Unfortunately, their chance at a true democracy was denied during Sunday’s Duma elections which were neither free nor fair. Even Mikhail Gorbachev has now denounced the elections as fraudulent. Apart from rampant ballot stuffing and widespread reports of people voting at multiple polling places, there were many other forms of intimidation intended to gain votes for Putin’s United Russia party, including harassment and fines for Russia’s independent election monitoring group, Golos, and the shut-down of popular internet media sites.
Though these efforts produced laughable results from outlying regions where United Russia received over 99% of the vote out of seven parties on the ballot, overall Putin’s party only garnered 49.5% nationwide. One would think that if you worked so diligently to steal an election, you should go big or go home.
It is well known that much of the election tampering took place before a single ballot was cast. The most credible and vibrant opposition parties were prohibited from running in the elections, and the country’s entire media apparatus was used as a propaganda machine for Putin’s United Russia. As one independent Swiss election monitor said, “These elections were like a game in which only some players were allowed to play, and on top of it the field was tilted in favor of one of the players.”
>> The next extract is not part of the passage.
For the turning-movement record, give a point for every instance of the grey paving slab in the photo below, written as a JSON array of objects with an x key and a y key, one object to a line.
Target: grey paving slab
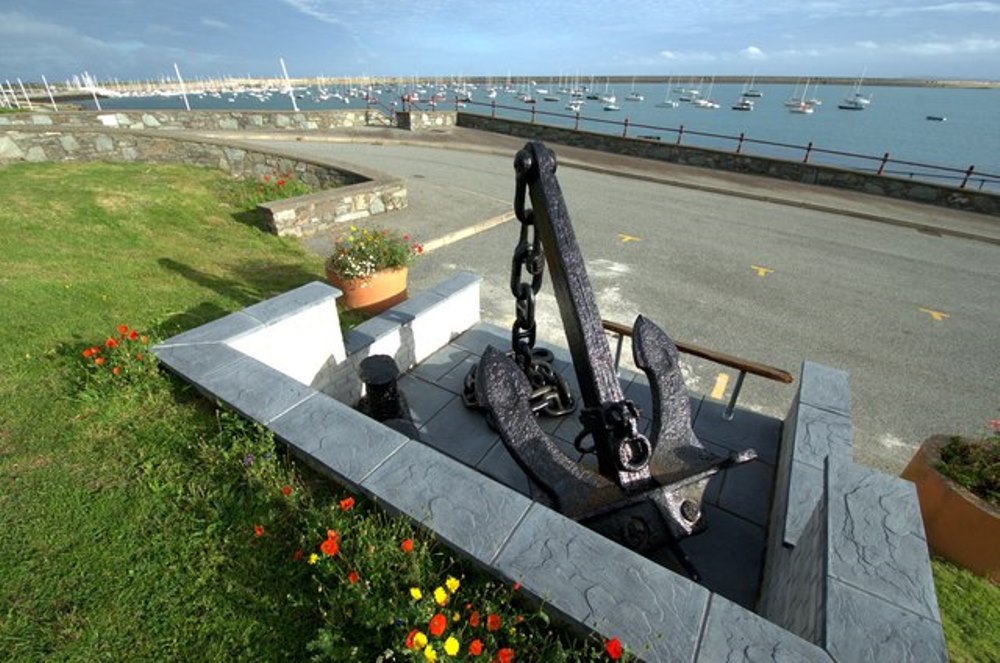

When the Russian people gave their verdict on this outrageous and undemocratic manipulation, their answer was a resounding rejection of much more than electoral fraud. They were saying no to the rampant corruption that characterizes the current Russian government at every level. They were saying no to the shadow war against the free press that has seen more than 150 journalists who sought to expose government misdeeds slain under highly suspicious circumstances. They were saying no to the “legal nihilism” in which the Judiciary is used as an instrument for persecution and blackmail by the government. And perhaps they were also saying no to the slanderous historic notion that the Russian people want a strong Tsar to rule and protect them instead of a vibrant democracy.
In the aftermath of last week’s election, one thing is clear. VladimirPutin has lost much of his legitimacy and perhaps his inevitability as well. Unfortunately, this message is not sitting well with the current government. This week major pro-democracy demonstrations have taken place in Moscow and the regime has reacted with mass arrests and the movement of additional security forces into the Capitol.
Today Russia finds itself at a cross-road, and it must move towards genuine democracy or towards greater repression. As Americans, we must support the Russian people in their pursuit of freedom and democracy, both for their sake and for ours. Let us hope that the on-coming Russian winter will not freeze the new signs of a “Russian spring.”